If you fail to reproduce some important research then I think that would absolutely get published. (see the recent superconductor drama)

So if you feel some impactful work is suspicious .. I think disproving it would absolutely be incentivised

If you show its actually correct.. Well then usually it's not that hard to push the envelope a bit further and say something new. That happens all the time

Yes, but in the vast majority of cases, it's hard to tell just by reading a paper if there's been dishonesty somewhere in the pipeline.

Also, the LK-99 example is an exception, not the norm–the chances of receiving significant attention for a replication study are near zero in almost all other cases.

I just don't think it's really relevant. If the research is impactful, then it'll be replicated (at least in part) when the next person tries to build on the results. If it doesn't replicate then they'll probably end up discovering something new/different - and that'll lead to it's own paper.

Even in the ideal world, you effectively almost never end up with a replication paper. Either it replicates and you add on your own novel research. Or it doesn't replicate and you discover something new

You can in theory end up with a super dull null result that disproves someone else's claim. But even then, when you set out on the project you're aim is to add something new on top of what's been already done. This happens all the time

It seems to me, instead of funding a new college or traditional research institute, some benefactor ought to fund a "research reproduction institute", dedicated to identifying and reproducing suspicious publications.
Sort of. Yes and no. There has to be a metric to assess researcher's performance. Otherwise we won't know what research is worthwhile. When the rules of the game are known, players will find their way to cheat, or at least bend the rules to their advantage.

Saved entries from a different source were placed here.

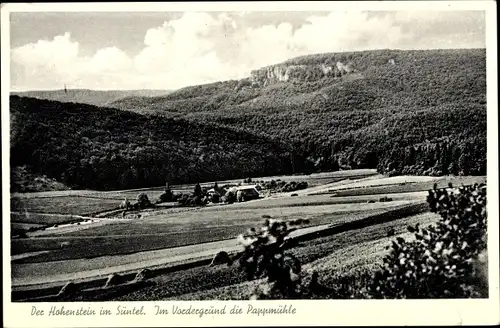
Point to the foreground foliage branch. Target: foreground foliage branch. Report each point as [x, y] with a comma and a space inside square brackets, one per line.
[443, 261]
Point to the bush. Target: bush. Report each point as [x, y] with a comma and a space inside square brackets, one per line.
[167, 196]
[265, 256]
[440, 262]
[143, 201]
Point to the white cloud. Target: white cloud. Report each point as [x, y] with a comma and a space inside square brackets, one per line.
[205, 47]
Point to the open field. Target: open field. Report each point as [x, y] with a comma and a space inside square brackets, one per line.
[83, 202]
[63, 205]
[387, 186]
[185, 228]
[223, 283]
[42, 219]
[161, 232]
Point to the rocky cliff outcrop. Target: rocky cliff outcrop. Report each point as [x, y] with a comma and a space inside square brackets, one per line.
[298, 73]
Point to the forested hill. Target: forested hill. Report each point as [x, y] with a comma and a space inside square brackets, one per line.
[100, 148]
[416, 112]
[90, 97]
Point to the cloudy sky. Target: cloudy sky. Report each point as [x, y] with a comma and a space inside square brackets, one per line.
[170, 50]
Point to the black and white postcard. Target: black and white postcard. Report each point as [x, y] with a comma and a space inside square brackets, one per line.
[250, 163]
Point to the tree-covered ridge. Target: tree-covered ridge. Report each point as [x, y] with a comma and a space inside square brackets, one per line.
[102, 148]
[388, 104]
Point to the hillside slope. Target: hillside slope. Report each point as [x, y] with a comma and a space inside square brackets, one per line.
[417, 112]
[90, 97]
[101, 148]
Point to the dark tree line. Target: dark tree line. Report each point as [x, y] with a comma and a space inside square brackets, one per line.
[99, 148]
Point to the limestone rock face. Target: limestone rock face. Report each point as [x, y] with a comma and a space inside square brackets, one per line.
[298, 73]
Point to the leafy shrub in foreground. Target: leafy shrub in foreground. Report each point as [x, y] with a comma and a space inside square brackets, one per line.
[265, 256]
[442, 260]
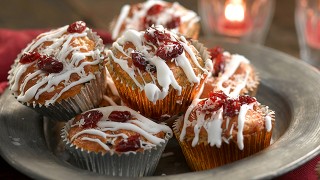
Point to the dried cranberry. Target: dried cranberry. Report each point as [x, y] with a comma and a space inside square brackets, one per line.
[231, 107]
[49, 64]
[120, 116]
[175, 22]
[245, 99]
[147, 22]
[155, 9]
[155, 36]
[140, 62]
[218, 59]
[169, 50]
[131, 144]
[77, 27]
[91, 118]
[214, 102]
[29, 57]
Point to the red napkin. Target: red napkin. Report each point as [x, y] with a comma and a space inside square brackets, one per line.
[13, 41]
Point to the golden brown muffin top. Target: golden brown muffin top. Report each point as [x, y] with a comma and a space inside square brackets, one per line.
[115, 129]
[156, 60]
[55, 65]
[219, 118]
[140, 16]
[232, 73]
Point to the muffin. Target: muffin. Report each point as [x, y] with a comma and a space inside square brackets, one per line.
[157, 72]
[60, 74]
[111, 96]
[143, 15]
[232, 73]
[219, 130]
[116, 140]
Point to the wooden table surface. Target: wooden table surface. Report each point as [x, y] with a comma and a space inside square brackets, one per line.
[29, 14]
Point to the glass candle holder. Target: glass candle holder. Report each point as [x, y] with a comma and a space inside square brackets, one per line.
[237, 20]
[307, 21]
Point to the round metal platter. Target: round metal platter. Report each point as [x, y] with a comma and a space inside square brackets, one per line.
[31, 143]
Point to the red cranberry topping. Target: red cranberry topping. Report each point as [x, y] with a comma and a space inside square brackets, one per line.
[231, 107]
[147, 22]
[140, 62]
[247, 99]
[29, 57]
[218, 59]
[77, 27]
[91, 118]
[131, 144]
[214, 102]
[49, 64]
[155, 36]
[175, 22]
[169, 50]
[120, 116]
[155, 9]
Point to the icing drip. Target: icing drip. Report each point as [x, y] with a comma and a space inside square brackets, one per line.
[233, 63]
[134, 20]
[107, 129]
[241, 119]
[61, 45]
[213, 124]
[164, 76]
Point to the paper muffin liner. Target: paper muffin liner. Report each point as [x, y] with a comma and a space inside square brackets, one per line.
[171, 105]
[203, 156]
[130, 164]
[89, 96]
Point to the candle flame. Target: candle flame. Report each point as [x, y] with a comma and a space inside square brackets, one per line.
[235, 10]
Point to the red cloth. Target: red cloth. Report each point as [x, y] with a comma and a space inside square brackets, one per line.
[13, 41]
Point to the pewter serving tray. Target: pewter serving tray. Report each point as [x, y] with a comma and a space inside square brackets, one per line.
[31, 143]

So, for example, suppose negative results become as valuable: well, they are easier to produce. They are also less valuable as stepping stones for further research. Given that, you'd still need to have a metric that compares publishing positive results to negative results. Even if you declare them to be equally important, the shared understanding will be that they aren't. And one would be more important than the other. And here were are back to square one.

There are some minor things that can be done in the near future. For example, results produced with code must come with the code that produced these results. A lot of research bodies resist this because they want to commercialize their code, or their code may inadvertently contain organization's secrets and therefore needs more auditing... but, in the end of the day, it needs to be made clear that this is a necessary and unavoidable price to pay.

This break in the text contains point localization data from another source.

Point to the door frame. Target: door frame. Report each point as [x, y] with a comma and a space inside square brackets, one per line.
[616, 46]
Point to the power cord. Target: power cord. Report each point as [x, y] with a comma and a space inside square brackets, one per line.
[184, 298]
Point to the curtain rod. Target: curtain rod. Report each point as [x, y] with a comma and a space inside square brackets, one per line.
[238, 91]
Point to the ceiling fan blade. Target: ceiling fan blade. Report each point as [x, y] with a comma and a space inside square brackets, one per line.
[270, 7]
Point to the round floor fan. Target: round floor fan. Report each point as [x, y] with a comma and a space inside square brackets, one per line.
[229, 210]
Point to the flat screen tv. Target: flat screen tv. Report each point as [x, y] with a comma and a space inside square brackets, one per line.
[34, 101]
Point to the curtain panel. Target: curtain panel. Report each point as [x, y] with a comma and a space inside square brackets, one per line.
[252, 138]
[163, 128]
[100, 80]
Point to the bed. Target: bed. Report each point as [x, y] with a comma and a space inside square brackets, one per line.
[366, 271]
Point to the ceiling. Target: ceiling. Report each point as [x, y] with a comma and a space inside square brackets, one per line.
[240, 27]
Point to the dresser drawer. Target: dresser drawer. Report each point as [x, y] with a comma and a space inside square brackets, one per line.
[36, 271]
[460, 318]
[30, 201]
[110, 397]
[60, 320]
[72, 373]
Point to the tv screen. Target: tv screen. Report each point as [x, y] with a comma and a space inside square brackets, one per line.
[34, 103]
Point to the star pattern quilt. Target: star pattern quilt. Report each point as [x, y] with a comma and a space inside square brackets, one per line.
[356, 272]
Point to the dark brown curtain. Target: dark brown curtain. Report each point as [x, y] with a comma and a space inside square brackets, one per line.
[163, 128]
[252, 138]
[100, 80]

Data sharing is even more problematic. Beside confidentiality concerns, data is always a bargaining chip in the game of getting collaborators (and grants). Should it be made public, it loses its value to those who collected it. Right now, the trend is: if you managed to collect a worthwhile dataset, then you'll cover yourself foot to head with NDAs, contracts of all kinds etc, and will sit on it, exploiting it for a series of research. And if anyone wants to do research on the same subject, you will only invite them if they bring grants or equipment etc.

But you cannot really verify results w/o having the data available. Even if you have the code.

---

It's really sad to see how research is doing wrt' programming in part because of the above, but I don't think the programs outlined in OP will have a noticeable effect. They don't paint a convincing picture in terms of incentives, i.e. they don't answer the question why would researches want to do any of that RepRes and OS training. Even in computationally-heavy research today you often find that all the computation work is outsourced by the researchers and they themselves have no clue what their code is doing.

Above were all sorts of arguments for why the current (or yours) approaches are ineffective. But I don't claim to know what needs to be done.